Проблема эта решалась двадцатым веком брутально — субъект подгонялся под готовое платье, и столь усердно подгонялся, что казалось: платье пришлось впору. Однако неуспех этого метода (т. е. обильные жертвы среди населения и — что иным показалось хуже — среди правящих классов) привел к концу столетия к парадоксальной ситуации. С одной стороны, от насильственной практики муштры и примерок пришлось отказаться и отнестись к народу снисходительно: а именно посмотреть — а какой, собственно говоря, образ жизни ему соответствует, чем конкретно надлежит управлять и какой закон шить. С другой же стороны, народ уже приведен долгими примерками в такое состояние, что естественной и органичной работы с ним не получится: он, шельмец, пребывает в растерянном, подавленном состоянии. Спрашиваешь его: а есть ли у тебя, любезный, какой-никакой образ жизни? А он молчит — и в носу ковыряет. И хочется сделать как лучше — но вот что именно сделать, не вполне ясно. Бурнопьющий российский президент выразил общее недоумение (свойственное всем правителям вообще) тем, что созвал однажды прогрессивную интеллигенцию на судьбоносный разговор, этакое ристалище умов, и возопил гласом велиим: а подайте мне в двадцать четыре часа, понимаешш, русскую национальную идею! А скажите мне, отцы, в чем состоит наша всемирно-историческая роль и задача? А ну-ка, обобщите-ка мне исторический опыт! А явите-ка мне образ нашего великого народа — а я узрю его и стану им управлять. И засуетились мамки с няньками, забурлило открытое общество, и тот с идеей пришел, и этот — тоже с идеей. Да вот незадача — не подходит ни одна в качестве общей (парадигмальной, как сказала бы Роза Кранц) цели. Православие, самодержавие, народность? Так ведь это когда было! Быльем поросло, прогрессом потоптано, цивилизацией в муку перемолото. Прогресс и цивилизация? Так ведь тоже всем не годится: у одних, которые управляют нефтяными концернами, эта цель, может, вопросов и не вызывает, а у тех, кто в Сибири валенки валяет, — у тех вызывает, да еще какие.

25

Как правило, художник пишет одновременно несколько картин.
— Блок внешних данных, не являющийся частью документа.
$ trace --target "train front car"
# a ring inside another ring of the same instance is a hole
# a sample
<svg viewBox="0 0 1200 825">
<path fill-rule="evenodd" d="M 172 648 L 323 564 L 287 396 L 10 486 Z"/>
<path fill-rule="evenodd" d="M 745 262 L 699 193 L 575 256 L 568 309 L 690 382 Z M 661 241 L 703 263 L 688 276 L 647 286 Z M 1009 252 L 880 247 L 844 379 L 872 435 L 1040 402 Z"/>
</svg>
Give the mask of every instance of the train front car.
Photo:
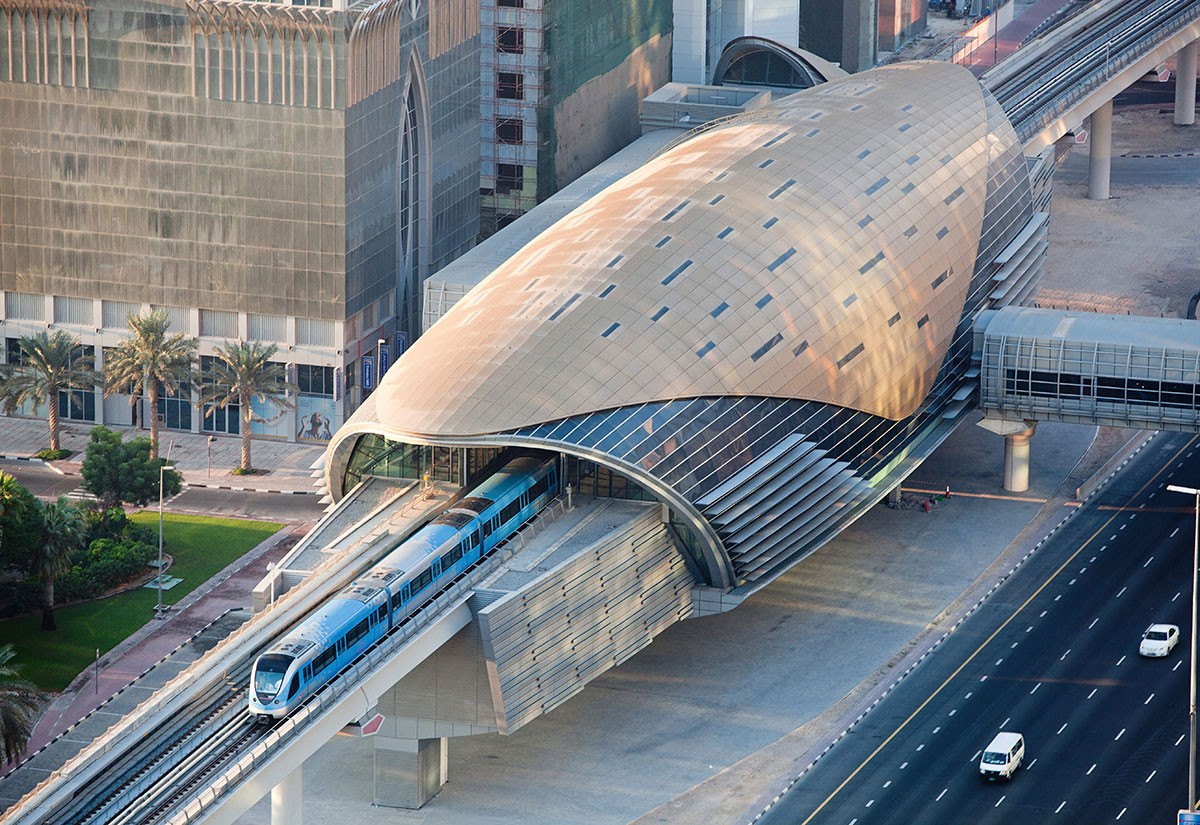
<svg viewBox="0 0 1200 825">
<path fill-rule="evenodd" d="M 282 719 L 374 644 L 389 627 L 386 591 L 355 582 L 258 657 L 250 713 Z"/>
</svg>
Иногда он думает, что пишет всего лишь один холст, а впоследствии оказывается, что написано много холстов. Так происходит не только потому, что нужно делать эскизы к большому произведению, но еще и потому, что диалектический способ рассуждения присущ рисованию. Всякое утверждение может быть оспорено — и всякая линия может быть проведена иначе. Домье осуществляет это внутри того же самого рисунка — он проводит пять вариантов линии. Пикассо случалось отставить один холст в сторону, чтобы на соседнем изобразить то же самое, но с иным чувством. Матисс менял холсты стремительно — чтобы во всяком следующем избавиться от подробностей. Известна серия рельефов Матисса, в которой он доводит упрощение формы до геометрического знака. Помимо контрастов и подобий, использованных внутри одной картины, художнику требуется другой холст, чтобы попробовать взглянуть на объект с противоположной точки зрения. Так возникают картины одного мастера, дополняющие друг друга по принципам контрастов: стога и соборы Моне, подсолнухи Ван Гога, групповые портреты регентов Франса Хальса.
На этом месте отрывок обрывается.